Taci. Su le soglie
del bosco non odo
parole che dici
umane; ma odo
parole più nuove
che parlano gocciole e foglie
lontane.
Ascolta. Piove
dalle nuvole sparse.
Piove su le tamerici
salmastre ed arse,
piove su i pini
scagliosi ed irti,
piove su i mirti
divini,
su le ginestre fulgenti
di fiori accolti,
su i ginepri folti
di coccole aulenti,
piove su i nostri volti
silvani,
piove su le nostre mani
ignude,
su i nostri vestimenti
leggieri,
su i freschi pensieri
che l'anima schiude
novella,
su la favola bella
che ieri
t'illuse, che oggi m'illude,
o Ermione.
Odi? La pioggia cade
su la solitaria
verdura
con un crepitío che dura
e varia nell'aria
secondo le fronde
più rade, men rade.
Ascolta. Risponde
al pianto il canto
delle cicale
che il pianto australe
non impaura,
nè il ciel cinerino.
E il pino
ha un suono, e il mirto
altro suono, e il ginepro
altro ancóra, stromenti
diversi
sotto innumerevoli dita.
E immersi
noi siam nello spirto
silvestre,
d'arborea vita viventi;
e il tuo volto ebro
è molle di pioggia
come una foglia,
e le tue chiome
auliscono come
le chiare ginestre,
o creatura terrestre
che hai nome
Ermione.
Ascolta, ascolta. L'accordo
delle aeree cicale
a poco a poco
più sordo
si fa sotto il pianto
che cresce;
ma un canto vi si mesce
più roco
che di laggiù sale,
dall'umida ombra remota.
Più sordo e più fioco
s'allenta, si spegne.
Sola una nota
ancor trema, si spegne,
risorge, trema, si spegne.
Non s'ode voce del mare.
Or s'ode su tutta la fronda
crosciare
l'argentea pioggia
che monda,
il croscio che varia
secondo la fronda
più folta, men folta.
Ascolta.
La figlia dell'aria
è muta; ma la figlia
del limo lontana,
la rana,
canta nell'ombra più fonda,
chi sa dove, chi sa dove!
E piove su le tue ciglia,
Ermione.
Piove su le tue ciglia nere
sìche par tu pianga
ma di piacere; non bianca
ma quasi fatta virente,
par da scorza tu esca.
E tutta la vita è in noi fresca
aulente,
il cuor nel petto è come pesca
intatta,
tra le pàlpebre gli occhi
son come polle tra l'erbe,
i denti negli alvèoli
con come mandorle acerbe.
E andiam di fratta in fratta,
or congiunti or disciolti
(e il verde vigor rude
ci allaccia i mallèoli
c'intrica i ginocchi)
chi sa dove, chi sa dove!
E piove su i nostri vólti
silvani,
piove su le nostre mani
ignude,
su i nostri vestimenti
leggieri,
su i freschi pensieri
che l'anima schiude
novella,
su la favola bella
che ieri
m'illuse, che oggi t'illude,
o Ermione.
"La pioggia nel pineto" Gabriele D'Annunzio (Alcyone)

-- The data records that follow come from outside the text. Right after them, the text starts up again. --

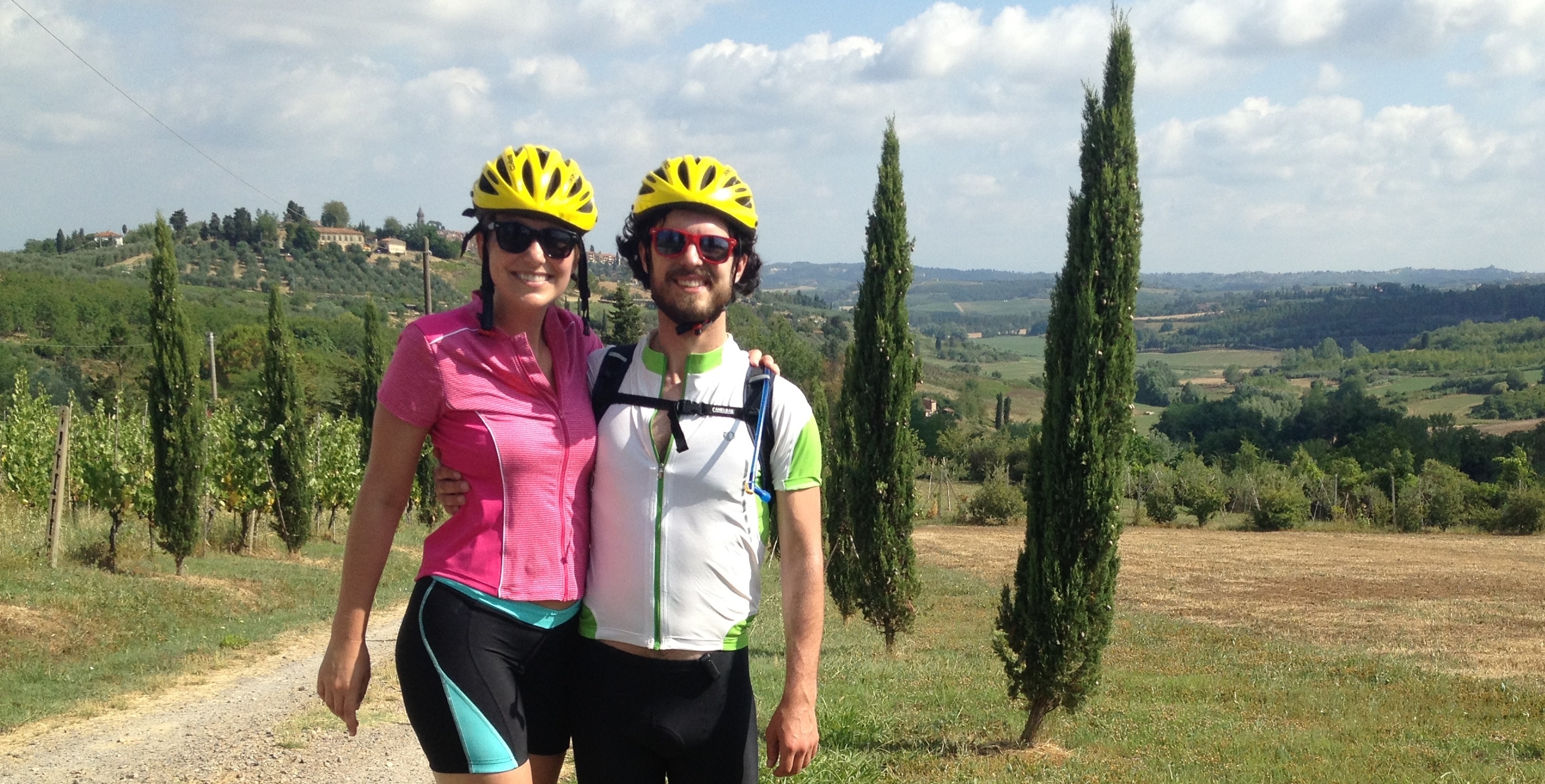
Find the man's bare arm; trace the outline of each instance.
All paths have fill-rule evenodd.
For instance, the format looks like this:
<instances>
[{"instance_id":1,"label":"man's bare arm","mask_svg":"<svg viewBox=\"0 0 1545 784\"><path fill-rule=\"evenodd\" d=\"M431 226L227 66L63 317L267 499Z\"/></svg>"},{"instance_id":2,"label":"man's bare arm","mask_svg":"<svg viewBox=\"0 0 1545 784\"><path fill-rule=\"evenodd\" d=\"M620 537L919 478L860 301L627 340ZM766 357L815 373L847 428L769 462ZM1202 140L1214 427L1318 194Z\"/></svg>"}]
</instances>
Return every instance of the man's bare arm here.
<instances>
[{"instance_id":1,"label":"man's bare arm","mask_svg":"<svg viewBox=\"0 0 1545 784\"><path fill-rule=\"evenodd\" d=\"M820 554L820 488L777 494L779 569L783 582L783 699L768 722L768 767L774 776L805 769L820 747L816 676L825 622L825 565Z\"/></svg>"}]
</instances>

Finalmente un po' d' autunno. Finalmente piove!
Ogni scusa è buona per una bella torta al cioccolato...
Ingredienti:
250 g di cioccolato fondente
120 g di burro
120 g di zucchero a velo più un po'
4 uova
25 g di farina
25 g di fecola
1 bicchierino di liquore ( a piacere: strega, rum, sassolino...)
nocciole (o altra frutta secca) q.b.
Procedimento:
Sciogliete il cioccolato ed i burro a a bagnomaria.

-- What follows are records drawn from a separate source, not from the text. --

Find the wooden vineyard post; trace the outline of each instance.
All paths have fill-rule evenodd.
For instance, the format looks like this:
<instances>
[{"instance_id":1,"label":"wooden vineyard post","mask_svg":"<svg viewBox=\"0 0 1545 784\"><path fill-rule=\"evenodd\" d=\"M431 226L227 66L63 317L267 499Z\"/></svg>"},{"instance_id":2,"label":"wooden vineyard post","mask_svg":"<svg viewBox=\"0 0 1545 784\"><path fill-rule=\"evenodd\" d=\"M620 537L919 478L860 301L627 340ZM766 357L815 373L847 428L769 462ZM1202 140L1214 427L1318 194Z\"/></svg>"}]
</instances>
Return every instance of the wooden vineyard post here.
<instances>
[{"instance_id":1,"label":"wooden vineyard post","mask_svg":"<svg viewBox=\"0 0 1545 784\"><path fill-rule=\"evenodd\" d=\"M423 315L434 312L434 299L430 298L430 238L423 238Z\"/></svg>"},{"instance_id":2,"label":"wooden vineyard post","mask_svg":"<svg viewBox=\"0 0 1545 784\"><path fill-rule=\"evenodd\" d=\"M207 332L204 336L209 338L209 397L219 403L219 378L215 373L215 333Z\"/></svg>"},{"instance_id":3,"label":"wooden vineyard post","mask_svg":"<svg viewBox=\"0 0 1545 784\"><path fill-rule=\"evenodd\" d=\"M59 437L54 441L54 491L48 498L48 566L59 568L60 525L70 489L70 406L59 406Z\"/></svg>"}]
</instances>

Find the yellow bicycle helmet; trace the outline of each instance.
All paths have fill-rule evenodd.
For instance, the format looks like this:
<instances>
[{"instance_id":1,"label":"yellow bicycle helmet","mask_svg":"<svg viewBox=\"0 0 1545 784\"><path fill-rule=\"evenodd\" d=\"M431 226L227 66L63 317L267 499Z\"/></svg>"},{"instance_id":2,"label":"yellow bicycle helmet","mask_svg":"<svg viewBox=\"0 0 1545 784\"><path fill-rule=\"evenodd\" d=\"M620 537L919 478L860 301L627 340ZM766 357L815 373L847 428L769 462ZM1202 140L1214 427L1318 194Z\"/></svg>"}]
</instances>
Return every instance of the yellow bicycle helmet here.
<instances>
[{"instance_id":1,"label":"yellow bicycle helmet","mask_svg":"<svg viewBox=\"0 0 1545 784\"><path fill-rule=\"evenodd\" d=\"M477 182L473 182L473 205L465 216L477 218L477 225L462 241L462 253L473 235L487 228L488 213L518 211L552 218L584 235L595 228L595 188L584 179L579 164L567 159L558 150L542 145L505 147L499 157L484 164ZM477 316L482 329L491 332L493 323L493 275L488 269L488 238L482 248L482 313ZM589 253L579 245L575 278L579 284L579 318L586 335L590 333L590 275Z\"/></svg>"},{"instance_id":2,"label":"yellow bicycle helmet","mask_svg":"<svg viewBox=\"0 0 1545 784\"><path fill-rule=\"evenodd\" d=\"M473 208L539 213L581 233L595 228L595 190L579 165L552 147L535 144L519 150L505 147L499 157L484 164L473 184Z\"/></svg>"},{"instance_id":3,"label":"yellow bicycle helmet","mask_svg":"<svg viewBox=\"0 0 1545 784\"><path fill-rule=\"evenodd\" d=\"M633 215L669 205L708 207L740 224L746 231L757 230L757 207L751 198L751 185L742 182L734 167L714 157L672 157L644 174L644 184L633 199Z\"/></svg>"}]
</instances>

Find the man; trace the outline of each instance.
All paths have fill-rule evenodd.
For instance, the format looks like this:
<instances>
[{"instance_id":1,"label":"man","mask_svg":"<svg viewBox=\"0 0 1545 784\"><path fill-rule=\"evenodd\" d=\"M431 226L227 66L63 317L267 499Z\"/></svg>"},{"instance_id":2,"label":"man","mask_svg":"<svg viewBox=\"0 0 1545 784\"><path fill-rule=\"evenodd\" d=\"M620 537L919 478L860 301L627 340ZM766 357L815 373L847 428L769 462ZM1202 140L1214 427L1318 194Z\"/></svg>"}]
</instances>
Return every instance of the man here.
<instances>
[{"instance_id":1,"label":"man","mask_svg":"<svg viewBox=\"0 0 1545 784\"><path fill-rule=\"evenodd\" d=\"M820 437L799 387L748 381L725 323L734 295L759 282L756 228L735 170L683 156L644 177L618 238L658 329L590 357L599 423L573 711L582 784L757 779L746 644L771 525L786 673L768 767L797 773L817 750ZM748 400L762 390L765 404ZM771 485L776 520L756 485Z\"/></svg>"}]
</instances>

Montate i tuorli con 60 g di zucchero a velo, con l'altra metà di zucchero montate a neve gli albumi. Una volta freddo, incorporate il cioccolato fuso ai rossi, poi aggiungete la farina e la fecola (setacciate) ed infine amalgamate gli albumi.
Mettete in una teglia e cospargere la superficie con la granella di nocciole.
Cuocete in forno a 170° per circa 25 minuti.
Tolta dal forno non vi sembrerà cotta, ma la particolarità di questa torta è il suo cuore cremoso, racchiuso da una fragile crosticina meringata. Il mio consiglio è di lasciarla raffreddare bene prima di servirla.
Spolverizzate, a piacere, con zucchero a velo.
il vino: un passito di Pantelleria
Curiosità: già nota a Ferrara, all’inizio del 1900, con il nome di “Torta Regina del Montenegro” o “Montenegrina”, l’aristocratico nome le venne imposto in onore di Elena Petrovich del Montenegro, la sposa dolce e dal cuore tenero di Vittorio Emanuele III, allora Re d’Italia.I buongustai ferraresi, con una espressione colorita ed efficace del dialetto, presero a chiamarla “Torta Tacolenta” per esaltarne l’interno un poco appiccicoso che si scioglieva in bocca. In seguito il nome fu ingentilito in Torta Tenerina.